Nel caso di specie l’istanza di mediazione versata in atti si presenta del tutto generica, non contiene alcun riferimento alle singole delibere impugnate ed ai vizi ad esse imputati; la domanda giudiziale, invece, contiene l’impugnativa di più deliberati (si tratta, infatti, di più delibere assunte su diversi ordini del giorno della stessa seduta) e l’esposizione, per ciascuna di essi, dei singoli vizi denunciati (contemplando, peraltro, in alcuni casi, anche censure che non si sostanziano, strictu sensu, in vizi di legittimità delle delibere).

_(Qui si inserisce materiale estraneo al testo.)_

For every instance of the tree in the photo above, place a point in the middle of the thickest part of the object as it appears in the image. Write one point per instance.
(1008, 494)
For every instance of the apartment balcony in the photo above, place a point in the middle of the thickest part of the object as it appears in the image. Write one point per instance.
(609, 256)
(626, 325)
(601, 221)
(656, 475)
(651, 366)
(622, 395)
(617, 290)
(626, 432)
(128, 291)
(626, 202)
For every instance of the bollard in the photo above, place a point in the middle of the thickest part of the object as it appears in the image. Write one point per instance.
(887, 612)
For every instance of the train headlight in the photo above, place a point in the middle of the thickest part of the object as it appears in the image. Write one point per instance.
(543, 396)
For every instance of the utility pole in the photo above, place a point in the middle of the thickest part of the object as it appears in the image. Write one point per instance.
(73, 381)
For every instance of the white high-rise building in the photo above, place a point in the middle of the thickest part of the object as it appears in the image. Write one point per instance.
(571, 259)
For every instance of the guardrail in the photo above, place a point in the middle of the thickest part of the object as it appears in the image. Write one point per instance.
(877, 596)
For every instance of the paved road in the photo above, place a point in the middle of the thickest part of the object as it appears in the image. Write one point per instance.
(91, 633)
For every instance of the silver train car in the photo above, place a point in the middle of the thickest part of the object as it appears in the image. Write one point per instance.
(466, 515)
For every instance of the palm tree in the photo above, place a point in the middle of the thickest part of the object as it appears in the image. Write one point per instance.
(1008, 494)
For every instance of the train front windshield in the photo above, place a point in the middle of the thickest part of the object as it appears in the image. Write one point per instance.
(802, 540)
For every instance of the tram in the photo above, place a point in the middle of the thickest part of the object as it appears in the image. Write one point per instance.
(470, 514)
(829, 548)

Mancando la necessaria simmetria tra l’istanza di mediazione e la domanda giudiziale in concreto formulata, la mediazione non può ritenersi validamente svolta e, quindi, non impedita la decadenza dell’impugnazione ex art. 1137 c.c. (per cui sarebbe risultato inutile demandare alle parti una nuova mediazione che mai avrebbe potuto sanare la decadenza nella quale è incorsa la parte attrice).

Infatti, nel caso sottoposto all’esame del tribunale “non può parlarsi di parziale difformità, di non perfetta coincidenza di petitum e causa petendi ovvero di generica indicazione dei motivi giacché essi oggettivamente non risultano in alcun modo richiamati nell’istanza di mediazione”.

Conseguentemente, il tribunale napoletano dichiara improcedibile la domanda e inammissibile l’impugnazione per intervenuta decadenza.